Cloudbreak Hawaii LLC, an affiliate of Pasadena, Calif.-based development firm Cantwell-Anderson Inc., plans to build 50 new studio apartments for veterans as part of a $7.5 million expansion plan for the community known as Hale Uhiwai Nalu.
The addition represents a new phase for the community that was started a little more than a decade ago at the former Barbers Point Naval Air Station by reusing old military barracks as transitional housing for homeless vets.
Hale Uhiwai Nalu has about 240 beds in two buildings, and a third building houses support programs providing residents with services that include job training and substance abuse and mental health treatment.
Tim Cantwell, manager of Cloudbreak Hawaii and president of Cantwell-Anderson, said construction could begin in the middle of this year if an environmental review process and lease language with the U.S. Department of Veterans Affairs can be finalized without difficulties. Construction is expected to take 10 months.
“All the pieces and parts are coming together,” Cantwell said.
Financing for the project is in place and includes a $4 million loan from the state’s rental housing trust fund. A $450,000 loan to Cloudbreak and First Hawaiian Bank was announced Tuesday and is being provided by the Federal Home Loan Bank of Seattle through a competitive affordable-housing award program.
“This (loan) will go a long way toward transforming lives by making affordable and transitional housing available to Hawaii’s veterans,” Bob Harrison, First Hawaiian’s president, said in a statement.
Darryl Vincent, chief operating officer of the U.S. Veterans Initiative, said the need remains high in Hawaii to help vets move from homelessness to transitional housing and long-term housing.
“There’s a great need for more affordable housing,” he said, adding that vets are 50 percent more likely to be homeless than their civilian counterparts.
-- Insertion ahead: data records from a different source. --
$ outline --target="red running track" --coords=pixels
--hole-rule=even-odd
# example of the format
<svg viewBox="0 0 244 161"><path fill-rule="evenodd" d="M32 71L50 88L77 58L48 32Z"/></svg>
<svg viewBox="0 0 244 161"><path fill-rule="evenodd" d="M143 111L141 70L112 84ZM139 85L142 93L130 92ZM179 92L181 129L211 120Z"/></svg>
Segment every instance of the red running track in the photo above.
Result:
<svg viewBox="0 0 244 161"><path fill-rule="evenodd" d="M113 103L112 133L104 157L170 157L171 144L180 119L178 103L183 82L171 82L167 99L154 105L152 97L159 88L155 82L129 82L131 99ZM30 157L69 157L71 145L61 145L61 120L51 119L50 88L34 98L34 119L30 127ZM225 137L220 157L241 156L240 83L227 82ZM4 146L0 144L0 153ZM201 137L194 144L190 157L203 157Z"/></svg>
The Veterans Initiative, also known as U.S. VETS, provides services at Hale Uhiwai Nalu.
The 50 studios will be used for long-term housing that frees up space at Hale Uhiwai Nalu’s fully occupied transitional housing. The new units will be for vets earning no more than 80 percent of the annual median income in Honolulu, which is about $55,000 for a single person. Some units will be available to tenants earning less than 30 percent of the median income, or about $20,000.
Cantwell said there are future plans to build more long-term housing on the 7-acre site leased from Veterans Affairs, but Cloudbreak has found that it is difficult to obtain financing for more than 50 units at a time for such projects in Hawaii.
Cloudbreak is a mission-driven affiliate of Cantwell-Anderson that has developed roughly 3,000 units of affordable housing for veterans and other special-needs groups in five states.
The Hawaii project had a grand opening in 2003, though the former barracks had been housing vets for a number of years before that. Units were renovated in 2009 to create upgraded and additional apartments. At that time the project had housed more than 1,350 vets and provided services to more than 2,000 vets, including placing 621 in jobs.